有一次我看了电视,女孩生日的时候,电视里面的男孩子会在草地上折一根草,把它编成戒指送给女孩子,我也想,我也想天哥哥像电视里的男孩子一样,用狗尾巴草的茎秆编一个戒指送给我。可是,我现在已经不太好意思跟他说话了,也许是大家都长大了吧。
蒋天又继续翻了好几页,发现这本日记上记的东西的日期都是不连贯的,中间还有些被撕掉了很多页,他的指尖停在另一张泛黄的页面上,上面写道:
二月八号,晴。
十五岁后第一次回来这里,心里莫名的悸动起来,也许是因为桃花都开了的缘故吧。
感觉已经很久没见到天哥哥,今天他却伴随着二月的桃花一并进入到我心里。我看见他向我走过来的时候,身上穿着一件浅灰色的毛衣,露出里面衬衫的衣领来,黑色的长裤,个子高高的,高挺的鼻梁清俊的面容,不知道为什么,那一瞬间心跳得那么快,像是有一只蝴蝶,要从里面飞出来了。
他摸了我的头,说出来的话却那么客气,而我也只能客气的叫他一声天哥哥。为什么长大了一切都变了,明明小的时候,他还会抱着我睡觉的。
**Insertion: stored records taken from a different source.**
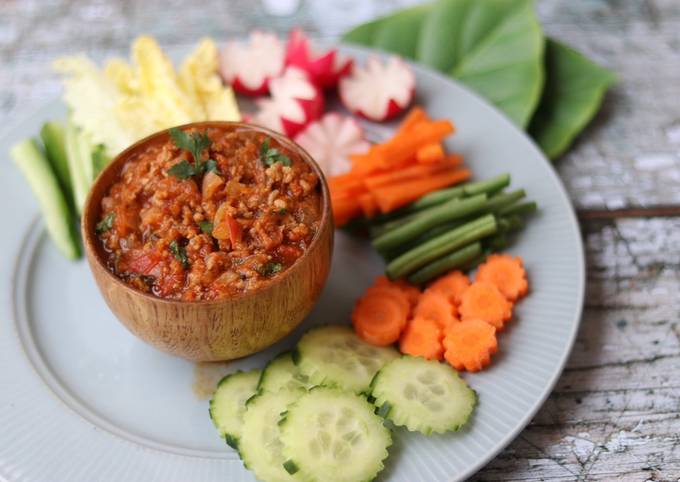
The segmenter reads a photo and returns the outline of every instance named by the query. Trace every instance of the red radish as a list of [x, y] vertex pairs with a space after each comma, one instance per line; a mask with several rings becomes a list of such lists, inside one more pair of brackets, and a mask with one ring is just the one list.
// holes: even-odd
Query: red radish
[[340, 99], [350, 111], [374, 121], [384, 121], [403, 111], [413, 100], [416, 78], [399, 57], [385, 63], [370, 57], [363, 67], [340, 79]]
[[342, 55], [337, 49], [315, 52], [302, 30], [290, 32], [286, 47], [286, 65], [301, 68], [322, 89], [335, 87], [341, 77], [350, 73], [352, 63], [351, 58]]
[[220, 55], [220, 73], [236, 92], [245, 95], [265, 95], [269, 82], [283, 71], [284, 46], [271, 33], [257, 30], [248, 43], [229, 42]]
[[269, 83], [271, 97], [257, 100], [253, 122], [293, 137], [323, 113], [323, 94], [307, 74], [287, 67]]
[[366, 152], [371, 147], [359, 123], [336, 112], [309, 124], [295, 142], [311, 154], [327, 176], [348, 172], [352, 167], [350, 154]]

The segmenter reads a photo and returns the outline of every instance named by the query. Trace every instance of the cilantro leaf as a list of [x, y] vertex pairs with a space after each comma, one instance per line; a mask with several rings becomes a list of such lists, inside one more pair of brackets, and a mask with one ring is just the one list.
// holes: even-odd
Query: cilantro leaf
[[168, 169], [168, 174], [179, 179], [189, 179], [199, 173], [200, 167], [191, 164], [187, 160], [179, 161], [177, 164]]
[[283, 265], [281, 263], [269, 262], [260, 266], [260, 269], [258, 271], [262, 276], [272, 276], [281, 271], [282, 269]]
[[175, 259], [182, 263], [182, 268], [189, 269], [189, 258], [187, 257], [187, 250], [184, 246], [180, 246], [179, 243], [173, 239], [170, 241], [168, 247]]
[[174, 142], [177, 147], [191, 152], [191, 155], [194, 156], [195, 163], [201, 162], [201, 153], [212, 144], [207, 131], [187, 134], [182, 129], [173, 127], [170, 129], [169, 133], [172, 142]]
[[198, 223], [198, 227], [201, 228], [201, 231], [205, 234], [212, 234], [213, 232], [213, 223], [210, 221], [201, 221]]
[[113, 221], [116, 219], [116, 213], [110, 212], [106, 216], [104, 216], [104, 219], [99, 221], [97, 223], [97, 226], [95, 227], [95, 231], [98, 233], [105, 233], [109, 229], [113, 227]]
[[220, 168], [217, 167], [217, 161], [215, 159], [208, 159], [205, 161], [203, 164], [203, 168], [205, 169], [205, 172], [213, 172], [215, 174], [222, 174], [220, 172]]
[[269, 147], [270, 140], [266, 138], [262, 144], [260, 144], [260, 158], [265, 166], [272, 166], [274, 163], [280, 162], [284, 166], [290, 166], [293, 163], [290, 157], [279, 151], [275, 147]]

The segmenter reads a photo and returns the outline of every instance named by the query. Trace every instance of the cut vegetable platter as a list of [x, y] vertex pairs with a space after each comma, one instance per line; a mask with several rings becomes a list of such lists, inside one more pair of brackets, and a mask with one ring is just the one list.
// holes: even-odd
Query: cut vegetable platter
[[[364, 49], [342, 51], [360, 62], [369, 55]], [[532, 141], [467, 88], [412, 67], [415, 102], [431, 118], [455, 122], [446, 148], [462, 155], [472, 180], [509, 173], [512, 185], [524, 188], [540, 206], [507, 249], [522, 258], [530, 295], [499, 333], [493, 364], [461, 374], [477, 394], [469, 422], [456, 432], [429, 436], [390, 426], [389, 458], [378, 476], [385, 481], [464, 480], [519, 434], [559, 377], [581, 316], [583, 248], [568, 196]], [[1, 144], [13, 145], [35, 135], [45, 121], [65, 115], [61, 101], [46, 104], [6, 127]], [[389, 137], [399, 119], [362, 122], [369, 140], [377, 141]], [[59, 254], [19, 172], [6, 154], [1, 162], [0, 199], [6, 208], [0, 236], [0, 479], [255, 480], [237, 452], [216, 436], [208, 401], [192, 390], [194, 364], [145, 345], [116, 321], [86, 263]], [[262, 368], [293, 348], [310, 327], [349, 324], [356, 300], [384, 270], [365, 238], [338, 230], [330, 278], [308, 318], [267, 350], [228, 362], [225, 371]], [[389, 392], [387, 374], [380, 380]], [[333, 395], [324, 390], [332, 392], [319, 389], [315, 398], [297, 404], [284, 427], [294, 424], [305, 407]], [[349, 400], [347, 410], [357, 400]], [[373, 434], [379, 441], [382, 427]], [[286, 467], [296, 469], [292, 462]], [[298, 474], [299, 480], [304, 476]]]

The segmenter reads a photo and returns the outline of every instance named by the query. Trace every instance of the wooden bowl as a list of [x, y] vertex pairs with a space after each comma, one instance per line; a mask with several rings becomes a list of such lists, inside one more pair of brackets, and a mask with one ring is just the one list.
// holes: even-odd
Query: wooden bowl
[[231, 360], [280, 340], [312, 309], [326, 283], [333, 249], [328, 186], [311, 156], [273, 131], [237, 122], [198, 122], [182, 127], [264, 132], [299, 153], [320, 179], [321, 222], [304, 254], [262, 288], [214, 301], [167, 300], [129, 286], [107, 268], [95, 233], [102, 198], [124, 164], [150, 145], [167, 141], [167, 131], [142, 139], [121, 152], [90, 190], [82, 217], [82, 235], [92, 274], [111, 311], [134, 335], [160, 350], [194, 361]]

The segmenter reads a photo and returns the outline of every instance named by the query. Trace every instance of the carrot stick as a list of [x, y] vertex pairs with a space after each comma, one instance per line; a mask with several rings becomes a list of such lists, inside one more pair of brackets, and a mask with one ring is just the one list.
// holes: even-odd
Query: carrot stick
[[406, 355], [441, 360], [444, 352], [442, 336], [443, 331], [436, 322], [415, 317], [401, 335], [399, 350]]
[[370, 192], [361, 194], [359, 196], [359, 206], [361, 206], [361, 211], [367, 218], [372, 218], [378, 214], [378, 203], [375, 202], [373, 194]]
[[[413, 158], [420, 147], [433, 142], [441, 142], [454, 132], [453, 124], [448, 120], [423, 122], [404, 134], [397, 134], [382, 144], [380, 155], [391, 166], [400, 166], [404, 161]], [[383, 164], [379, 162], [378, 164]]]
[[460, 271], [451, 271], [432, 283], [427, 290], [440, 293], [449, 302], [460, 305], [463, 292], [470, 286], [470, 279]]
[[399, 129], [397, 129], [397, 134], [403, 134], [405, 132], [408, 132], [417, 124], [429, 120], [430, 118], [427, 115], [427, 112], [425, 112], [425, 110], [422, 107], [415, 106], [408, 112], [408, 114], [406, 114], [404, 120], [401, 121]]
[[496, 285], [475, 281], [463, 293], [458, 311], [461, 320], [483, 320], [500, 331], [512, 317], [512, 303]]
[[439, 142], [425, 144], [416, 151], [416, 161], [421, 164], [432, 164], [433, 162], [440, 162], [443, 159], [444, 148]]
[[408, 300], [411, 306], [415, 306], [416, 303], [418, 303], [418, 299], [420, 298], [420, 290], [418, 289], [418, 287], [413, 286], [412, 284], [403, 279], [392, 281], [387, 276], [381, 275], [375, 279], [375, 282], [373, 283], [373, 286], [371, 288], [376, 286], [390, 286], [398, 288], [399, 290], [401, 290], [404, 296], [406, 296], [406, 299]]
[[456, 184], [470, 178], [470, 171], [459, 169], [442, 175], [404, 181], [389, 186], [374, 189], [373, 196], [378, 202], [380, 211], [388, 213], [415, 201], [424, 194], [436, 191], [451, 184]]
[[[455, 160], [453, 160], [455, 162]], [[437, 174], [447, 171], [455, 170], [456, 164], [448, 162], [437, 162], [434, 164], [415, 164], [413, 166], [403, 167], [401, 169], [388, 171], [380, 174], [373, 174], [366, 177], [363, 182], [368, 189], [376, 189], [378, 187], [387, 186], [397, 182], [408, 181], [428, 176], [436, 176]]]
[[391, 345], [406, 326], [406, 316], [391, 297], [368, 296], [352, 312], [356, 334], [373, 345]]
[[336, 226], [345, 225], [350, 219], [359, 215], [361, 207], [356, 198], [331, 198], [333, 218]]
[[496, 285], [510, 301], [521, 298], [529, 290], [522, 258], [507, 254], [493, 254], [486, 258], [477, 271], [477, 281]]
[[426, 291], [420, 295], [418, 304], [413, 309], [413, 316], [435, 321], [443, 330], [452, 323], [457, 323], [456, 307], [449, 303], [443, 295], [434, 291]]
[[482, 320], [466, 320], [444, 330], [444, 357], [456, 370], [477, 372], [496, 353], [496, 329]]
[[398, 286], [392, 284], [371, 286], [366, 290], [362, 299], [374, 296], [378, 298], [391, 298], [399, 305], [405, 318], [408, 319], [411, 316], [411, 303], [406, 294]]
为什么他是天哥哥,为什么是我的天哥哥呢,倘或他不是哥哥……
我老是要胡思乱想了,虽然心里也觉得这是不对的,我时常想起看过的一句诗来:郎骑竹马来,绕床弄青梅。但还是觉得:和羞走,倚门回首,却把青梅嗅。这句词用来形容我更为贴切些。
可是他是哥哥,他永远也不知道我喜欢他。我很希望他知道,又很害怕他知道,如果他知道呢,会不会像我喜欢他那样,也有一点点的喜欢我呢。